HIJMS Maya thought she had always been a Kobe girl. The third of the four Takao class heavy cruisers, she laid her keel at Kawasaki shipyards at Port of Kobe and was christened with the name of Mount Maya, both a sanctuary and Kobe residents' popular venue right north of the downtown. Although apparently a farer of the high seas, Maya never lost her association and place of remembrance with this cozy port city. When she entered the harbor with the special fleet review, at the brink of the outbreak of the War, people flocked atop her namesake mountain and cheered the return of their Kobe's own. So it was also natural that, after Maya sank in the sea of Philippines, taking with her the captain and 335 men onboard, her cenotaph be erected on the hill that shared her name. It still stands this day, and time has never weathered her epitaph.

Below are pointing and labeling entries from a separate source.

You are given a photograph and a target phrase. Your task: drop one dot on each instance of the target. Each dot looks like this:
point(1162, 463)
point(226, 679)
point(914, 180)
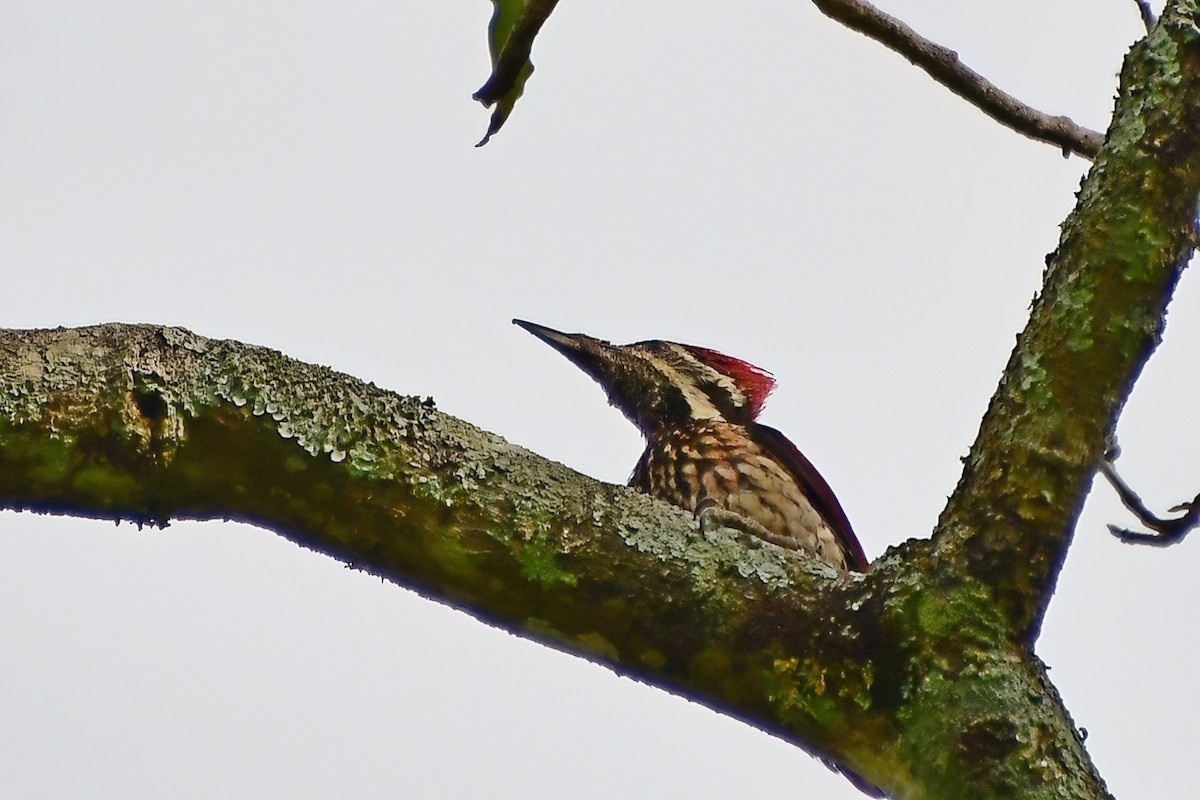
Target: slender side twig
point(943, 65)
point(1147, 14)
point(1167, 531)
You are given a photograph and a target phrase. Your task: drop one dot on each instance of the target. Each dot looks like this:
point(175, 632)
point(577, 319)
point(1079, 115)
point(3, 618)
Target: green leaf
point(515, 24)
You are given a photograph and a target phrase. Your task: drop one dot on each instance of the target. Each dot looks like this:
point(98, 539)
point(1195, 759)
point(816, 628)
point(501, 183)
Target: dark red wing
point(815, 486)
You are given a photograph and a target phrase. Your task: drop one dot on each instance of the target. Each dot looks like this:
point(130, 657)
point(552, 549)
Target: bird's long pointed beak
point(565, 343)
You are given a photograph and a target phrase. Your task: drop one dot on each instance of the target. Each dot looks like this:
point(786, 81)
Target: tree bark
point(918, 675)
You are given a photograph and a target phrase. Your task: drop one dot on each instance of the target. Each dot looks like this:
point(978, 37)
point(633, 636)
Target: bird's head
point(663, 384)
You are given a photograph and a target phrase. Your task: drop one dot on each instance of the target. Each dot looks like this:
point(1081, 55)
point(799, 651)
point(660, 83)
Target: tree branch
point(1167, 530)
point(943, 66)
point(1147, 14)
point(906, 675)
point(1096, 323)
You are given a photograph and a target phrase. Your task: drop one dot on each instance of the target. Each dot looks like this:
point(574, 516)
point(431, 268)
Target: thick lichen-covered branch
point(1091, 330)
point(906, 675)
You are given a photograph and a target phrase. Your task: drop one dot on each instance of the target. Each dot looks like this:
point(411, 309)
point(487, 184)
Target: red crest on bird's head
point(754, 382)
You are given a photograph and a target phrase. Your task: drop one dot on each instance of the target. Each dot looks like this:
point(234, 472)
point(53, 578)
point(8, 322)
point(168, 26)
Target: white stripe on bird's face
point(696, 380)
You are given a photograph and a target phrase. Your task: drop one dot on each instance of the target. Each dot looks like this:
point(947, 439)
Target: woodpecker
point(705, 450)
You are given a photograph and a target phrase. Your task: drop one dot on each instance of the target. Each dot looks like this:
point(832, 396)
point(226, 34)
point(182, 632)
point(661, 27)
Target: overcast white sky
point(744, 176)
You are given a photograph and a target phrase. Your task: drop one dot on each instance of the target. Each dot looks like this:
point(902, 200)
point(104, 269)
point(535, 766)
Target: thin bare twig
point(1147, 14)
point(943, 65)
point(1167, 531)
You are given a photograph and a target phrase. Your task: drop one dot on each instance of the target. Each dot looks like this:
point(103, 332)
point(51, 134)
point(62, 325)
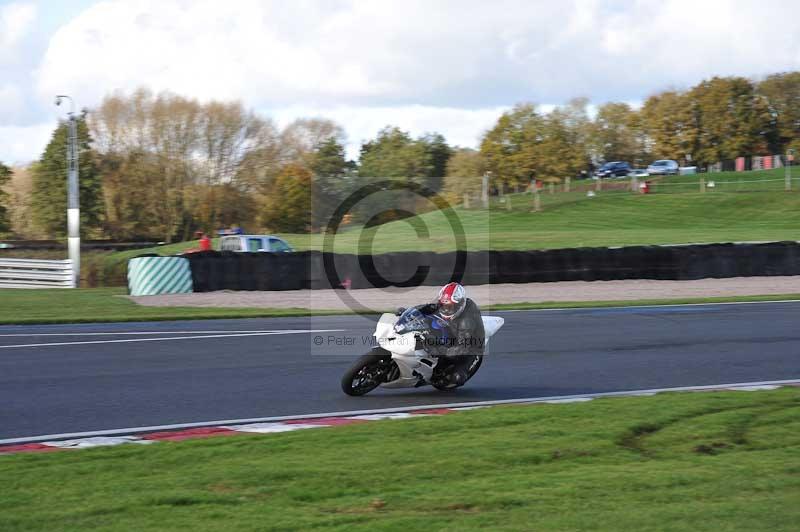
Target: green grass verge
point(676, 214)
point(100, 305)
point(692, 461)
point(19, 306)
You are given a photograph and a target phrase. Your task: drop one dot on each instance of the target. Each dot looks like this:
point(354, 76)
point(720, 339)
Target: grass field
point(745, 206)
point(106, 305)
point(693, 461)
point(611, 218)
point(20, 306)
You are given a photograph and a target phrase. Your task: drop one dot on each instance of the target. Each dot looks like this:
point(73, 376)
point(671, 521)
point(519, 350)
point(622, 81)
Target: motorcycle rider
point(463, 338)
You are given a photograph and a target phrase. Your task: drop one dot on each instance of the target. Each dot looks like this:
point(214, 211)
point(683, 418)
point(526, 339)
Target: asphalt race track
point(70, 378)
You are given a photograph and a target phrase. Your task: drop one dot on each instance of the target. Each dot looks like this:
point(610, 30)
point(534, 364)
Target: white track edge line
point(168, 338)
point(528, 400)
point(640, 306)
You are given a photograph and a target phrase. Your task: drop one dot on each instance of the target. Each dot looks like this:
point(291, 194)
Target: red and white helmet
point(451, 300)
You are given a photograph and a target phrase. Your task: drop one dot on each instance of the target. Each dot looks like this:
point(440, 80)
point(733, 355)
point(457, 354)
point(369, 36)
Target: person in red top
point(205, 243)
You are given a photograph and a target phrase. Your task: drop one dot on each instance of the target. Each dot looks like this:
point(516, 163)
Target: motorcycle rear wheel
point(446, 387)
point(367, 373)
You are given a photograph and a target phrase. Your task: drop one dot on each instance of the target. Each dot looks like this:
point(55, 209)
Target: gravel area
point(391, 298)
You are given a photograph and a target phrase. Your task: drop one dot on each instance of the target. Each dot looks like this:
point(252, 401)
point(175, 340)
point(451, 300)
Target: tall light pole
point(73, 205)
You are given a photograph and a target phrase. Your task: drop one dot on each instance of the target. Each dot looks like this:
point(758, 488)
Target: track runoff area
point(75, 386)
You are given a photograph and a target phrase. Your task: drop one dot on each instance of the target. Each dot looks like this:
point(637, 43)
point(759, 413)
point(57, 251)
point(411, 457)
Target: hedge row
point(213, 270)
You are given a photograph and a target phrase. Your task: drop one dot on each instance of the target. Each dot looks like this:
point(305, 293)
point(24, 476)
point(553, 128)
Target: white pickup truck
point(254, 244)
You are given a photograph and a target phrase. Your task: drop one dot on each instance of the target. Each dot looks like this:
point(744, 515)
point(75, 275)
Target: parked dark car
point(613, 169)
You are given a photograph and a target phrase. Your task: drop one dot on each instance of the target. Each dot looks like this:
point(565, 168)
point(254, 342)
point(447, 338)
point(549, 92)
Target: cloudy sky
point(427, 65)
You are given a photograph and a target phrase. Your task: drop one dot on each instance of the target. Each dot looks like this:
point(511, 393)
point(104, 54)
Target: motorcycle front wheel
point(368, 372)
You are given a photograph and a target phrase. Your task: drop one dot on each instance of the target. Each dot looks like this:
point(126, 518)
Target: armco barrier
point(29, 273)
point(149, 276)
point(307, 270)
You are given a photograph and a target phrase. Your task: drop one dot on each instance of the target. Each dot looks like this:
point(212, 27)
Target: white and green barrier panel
point(150, 276)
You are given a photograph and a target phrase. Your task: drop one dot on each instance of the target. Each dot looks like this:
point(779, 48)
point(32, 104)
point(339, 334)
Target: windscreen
point(411, 320)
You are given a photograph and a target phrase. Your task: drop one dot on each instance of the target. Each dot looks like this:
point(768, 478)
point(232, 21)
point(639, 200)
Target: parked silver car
point(663, 167)
point(254, 244)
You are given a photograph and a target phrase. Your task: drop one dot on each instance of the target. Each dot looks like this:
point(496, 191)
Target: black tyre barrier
point(212, 270)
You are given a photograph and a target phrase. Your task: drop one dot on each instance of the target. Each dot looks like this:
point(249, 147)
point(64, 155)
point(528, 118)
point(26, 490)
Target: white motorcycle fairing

But today, it wasn't about her. She stands at the Monument of Reconstruction (a few blocks from Sannomiya Station toward the docks), which commemorates the 6,000 plus casualties from the1995 Great Hanshin Earthquake. Located within a slick metro park, visitors may appear to divert little attention to the exhibit shaped like an open-air theater. People read in the April sun, exercise their dog, let their children enjoy the lawn - whatever weekend activities they so feel like performing. The memories of the smoke, rubble and ashes that consumed these city blocks seem far away. Nevertheless, occasional stray visitors do come do stand in front of the cased Eternal Frame and pay tribute, nodding, praying, and some just pondering, recalling that crisp January morning that took the lives of their precious ones forever. Why - why wasn't I there to help? What else could I have done? Or what will I want to do from now?
Maya smiled. Kobe is a city that moves on. But it does remember.